We wanted to get new ones, but they were a present. After that, Philip just wore them over different socks. His feet were always cold anyway, just like his father’s. I sighed and closed my eyes. I squeezed the socks. I could feel something inside them. There were stickers in the tips. Each one had a smiley face sticker and they both said “confidence”. “Walk with confidence”. Mike put those silly stickers in Philip’s shoes when he started school. Not sure how they ended up in the socks. He was such a shy child. After the first week, the teacher told us he stayed in one spot all throughout lunch time and that he didn’t move from his desk in class. The students were encouraged to move around the classroom to discover different activities, but Philip was just too damn shy. So, Mike came up with this idea of giving him a bit more confidence, literally. The stickers in his shoes (walk with “confidence”), the keyring on his bag (carry yourself with “confidence”), the belt (dress with “confidence”), the lunchbox (eat with “confidence”) … Mike even wanted me to write it on his nickers, but overly confident pooping didn’t seem necessary to me.
How could these dusty old socks be the only thing left? Tears ran down my cheeks and my throat tightened. I felt stuck. It was like I was seeing every appearance these socks had ever made in our lives. Every morning he tiptoed into our room, every breakfast with his feet dangling under the table, every race around the house looking for two of the same shoes… I could see the grubby socks in a sea of other dirty clothes going into the washing machine, and I could see me hanging them on the clothes’ horse after, good as new.
This was my only tie to them. “No honey, you mean this is your only sock to them”. That’s what Mike would’ve said. I’m sure of it. I can hear him still; I can hear him all the time. Does it make me a terrible mother if I say that it’s harder for me to feel Philip’s presence? Mike was all about jokes and being active. Phillip was quiet and gentle. He was a hugger. Randomly, he’d come into the kitchen and hug me, then run away. Or I’d be working on the computer, and he’d jump on the bed and hug me from behind. If we watched a movie in the evening, Philip sat between us with his head on my lap. He’d fall asleep well before the end of the film, but his arms still clung to me.

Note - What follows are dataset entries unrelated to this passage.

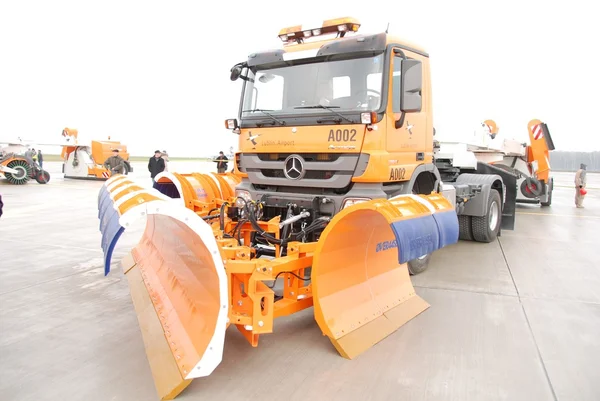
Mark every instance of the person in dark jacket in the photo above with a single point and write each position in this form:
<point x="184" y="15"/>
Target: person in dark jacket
<point x="156" y="164"/>
<point x="221" y="162"/>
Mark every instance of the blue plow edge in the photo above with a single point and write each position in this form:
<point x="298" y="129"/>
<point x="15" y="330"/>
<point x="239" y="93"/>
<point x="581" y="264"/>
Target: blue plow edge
<point x="423" y="235"/>
<point x="110" y="228"/>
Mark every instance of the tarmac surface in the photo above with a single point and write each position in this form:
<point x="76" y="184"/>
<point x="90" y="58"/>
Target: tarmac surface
<point x="516" y="319"/>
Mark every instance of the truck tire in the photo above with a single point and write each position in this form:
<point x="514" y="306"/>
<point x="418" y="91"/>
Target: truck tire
<point x="486" y="227"/>
<point x="419" y="264"/>
<point x="465" y="231"/>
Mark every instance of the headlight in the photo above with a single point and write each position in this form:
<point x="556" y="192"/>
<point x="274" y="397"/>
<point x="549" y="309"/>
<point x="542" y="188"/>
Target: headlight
<point x="353" y="201"/>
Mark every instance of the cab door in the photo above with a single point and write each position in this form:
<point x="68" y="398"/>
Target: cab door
<point x="407" y="139"/>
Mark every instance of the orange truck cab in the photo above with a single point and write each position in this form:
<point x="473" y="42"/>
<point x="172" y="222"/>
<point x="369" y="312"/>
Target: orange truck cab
<point x="335" y="117"/>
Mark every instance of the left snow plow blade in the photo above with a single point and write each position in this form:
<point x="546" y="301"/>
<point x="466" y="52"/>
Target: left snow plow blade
<point x="177" y="282"/>
<point x="184" y="298"/>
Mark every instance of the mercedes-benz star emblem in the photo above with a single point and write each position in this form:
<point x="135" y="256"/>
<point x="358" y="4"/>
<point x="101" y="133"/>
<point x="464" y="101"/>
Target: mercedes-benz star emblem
<point x="293" y="167"/>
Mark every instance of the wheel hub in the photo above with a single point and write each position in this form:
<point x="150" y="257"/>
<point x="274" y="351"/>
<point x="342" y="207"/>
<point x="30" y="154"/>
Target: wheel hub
<point x="494" y="214"/>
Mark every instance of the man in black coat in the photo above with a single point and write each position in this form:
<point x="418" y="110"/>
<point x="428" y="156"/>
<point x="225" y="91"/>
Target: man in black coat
<point x="156" y="164"/>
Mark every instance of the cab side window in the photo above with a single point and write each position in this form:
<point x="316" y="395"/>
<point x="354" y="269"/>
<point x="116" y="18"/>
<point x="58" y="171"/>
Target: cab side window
<point x="396" y="84"/>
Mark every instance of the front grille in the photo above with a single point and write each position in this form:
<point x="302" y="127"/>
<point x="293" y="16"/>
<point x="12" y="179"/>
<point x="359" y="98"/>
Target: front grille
<point x="309" y="157"/>
<point x="321" y="170"/>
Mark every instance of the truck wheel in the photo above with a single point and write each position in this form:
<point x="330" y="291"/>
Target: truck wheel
<point x="465" y="231"/>
<point x="23" y="172"/>
<point x="486" y="228"/>
<point x="42" y="177"/>
<point x="419" y="264"/>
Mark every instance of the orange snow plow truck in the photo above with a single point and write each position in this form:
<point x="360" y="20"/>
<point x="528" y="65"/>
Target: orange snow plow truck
<point x="335" y="198"/>
<point x="86" y="160"/>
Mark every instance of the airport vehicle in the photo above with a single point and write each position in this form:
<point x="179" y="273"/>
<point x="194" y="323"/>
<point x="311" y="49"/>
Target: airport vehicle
<point x="529" y="163"/>
<point x="532" y="165"/>
<point x="338" y="194"/>
<point x="17" y="168"/>
<point x="85" y="161"/>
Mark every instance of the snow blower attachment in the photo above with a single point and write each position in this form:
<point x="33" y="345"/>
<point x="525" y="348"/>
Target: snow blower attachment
<point x="199" y="267"/>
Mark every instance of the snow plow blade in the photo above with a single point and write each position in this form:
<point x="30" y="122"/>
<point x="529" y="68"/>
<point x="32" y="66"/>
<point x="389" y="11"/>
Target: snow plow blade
<point x="360" y="281"/>
<point x="176" y="278"/>
<point x="184" y="298"/>
<point x="198" y="192"/>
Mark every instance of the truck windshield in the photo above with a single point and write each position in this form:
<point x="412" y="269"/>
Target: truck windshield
<point x="302" y="88"/>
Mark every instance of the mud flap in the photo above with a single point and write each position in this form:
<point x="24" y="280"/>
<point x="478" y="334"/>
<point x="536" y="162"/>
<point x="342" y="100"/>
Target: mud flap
<point x="177" y="282"/>
<point x="361" y="285"/>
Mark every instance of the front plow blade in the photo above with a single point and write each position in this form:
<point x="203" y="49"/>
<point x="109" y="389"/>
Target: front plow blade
<point x="361" y="285"/>
<point x="177" y="282"/>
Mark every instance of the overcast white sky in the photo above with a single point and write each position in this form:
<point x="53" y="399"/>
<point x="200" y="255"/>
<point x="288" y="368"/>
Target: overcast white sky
<point x="155" y="74"/>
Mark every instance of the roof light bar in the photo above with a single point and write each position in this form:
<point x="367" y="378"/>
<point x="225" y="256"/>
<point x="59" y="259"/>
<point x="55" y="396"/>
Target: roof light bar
<point x="337" y="25"/>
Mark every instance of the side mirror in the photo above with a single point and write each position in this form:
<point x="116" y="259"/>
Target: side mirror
<point x="266" y="78"/>
<point x="236" y="71"/>
<point x="412" y="82"/>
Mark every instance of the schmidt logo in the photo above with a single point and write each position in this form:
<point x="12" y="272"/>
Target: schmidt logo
<point x="385" y="245"/>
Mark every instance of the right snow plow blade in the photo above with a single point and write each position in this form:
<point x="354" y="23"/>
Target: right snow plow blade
<point x="361" y="285"/>
<point x="193" y="273"/>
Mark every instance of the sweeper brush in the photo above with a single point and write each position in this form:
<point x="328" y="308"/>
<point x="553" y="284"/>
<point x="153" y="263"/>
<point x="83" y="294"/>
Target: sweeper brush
<point x="208" y="260"/>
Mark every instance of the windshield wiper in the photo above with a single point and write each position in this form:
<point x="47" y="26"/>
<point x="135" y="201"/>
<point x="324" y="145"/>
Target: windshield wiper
<point x="265" y="112"/>
<point x="330" y="108"/>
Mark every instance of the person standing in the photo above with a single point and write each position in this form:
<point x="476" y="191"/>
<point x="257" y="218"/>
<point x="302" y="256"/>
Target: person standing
<point x="40" y="159"/>
<point x="156" y="164"/>
<point x="165" y="157"/>
<point x="580" y="182"/>
<point x="221" y="162"/>
<point x="115" y="164"/>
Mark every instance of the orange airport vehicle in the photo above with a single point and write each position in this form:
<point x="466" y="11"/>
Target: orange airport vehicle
<point x="18" y="167"/>
<point x="85" y="161"/>
<point x="337" y="195"/>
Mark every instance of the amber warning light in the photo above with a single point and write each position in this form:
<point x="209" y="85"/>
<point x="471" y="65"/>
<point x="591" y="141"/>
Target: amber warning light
<point x="338" y="25"/>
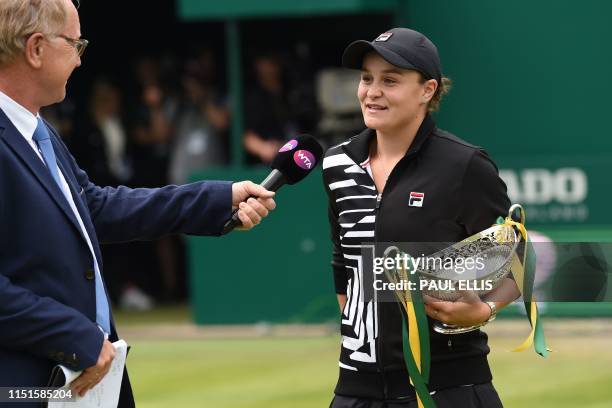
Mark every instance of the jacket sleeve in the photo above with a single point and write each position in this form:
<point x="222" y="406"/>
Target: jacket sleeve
<point x="127" y="214"/>
<point x="338" y="268"/>
<point x="483" y="195"/>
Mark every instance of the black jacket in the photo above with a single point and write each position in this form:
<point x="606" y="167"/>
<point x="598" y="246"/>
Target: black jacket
<point x="462" y="195"/>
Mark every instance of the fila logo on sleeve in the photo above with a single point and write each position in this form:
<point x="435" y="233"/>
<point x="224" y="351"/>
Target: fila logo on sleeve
<point x="416" y="199"/>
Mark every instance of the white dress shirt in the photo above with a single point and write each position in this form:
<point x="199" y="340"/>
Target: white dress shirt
<point x="26" y="124"/>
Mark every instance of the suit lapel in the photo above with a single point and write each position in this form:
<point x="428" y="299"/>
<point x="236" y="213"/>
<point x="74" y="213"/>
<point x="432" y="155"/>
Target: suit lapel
<point x="76" y="196"/>
<point x="23" y="150"/>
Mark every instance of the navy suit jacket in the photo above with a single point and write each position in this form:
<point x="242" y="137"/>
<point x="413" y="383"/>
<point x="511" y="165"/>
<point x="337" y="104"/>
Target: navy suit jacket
<point x="47" y="287"/>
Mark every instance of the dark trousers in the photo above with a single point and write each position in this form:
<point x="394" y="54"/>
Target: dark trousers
<point x="472" y="396"/>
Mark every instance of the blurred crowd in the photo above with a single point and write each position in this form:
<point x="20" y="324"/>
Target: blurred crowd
<point x="165" y="119"/>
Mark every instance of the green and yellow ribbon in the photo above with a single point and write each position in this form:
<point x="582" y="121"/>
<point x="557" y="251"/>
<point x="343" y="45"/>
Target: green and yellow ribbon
<point x="523" y="272"/>
<point x="415" y="340"/>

For a long time after it happened, when I found myself alone, I couldn’t sit still for more than 5 minutes; I couldn’t bare to feel my own hair brush my skin. A part of me wanted to claw at myself, like there was some yearning from inside me for human contact, but only the hugs and cuddles from Philip could calm the feeling. I had this burning, almost hysterical need for something that no longer existed.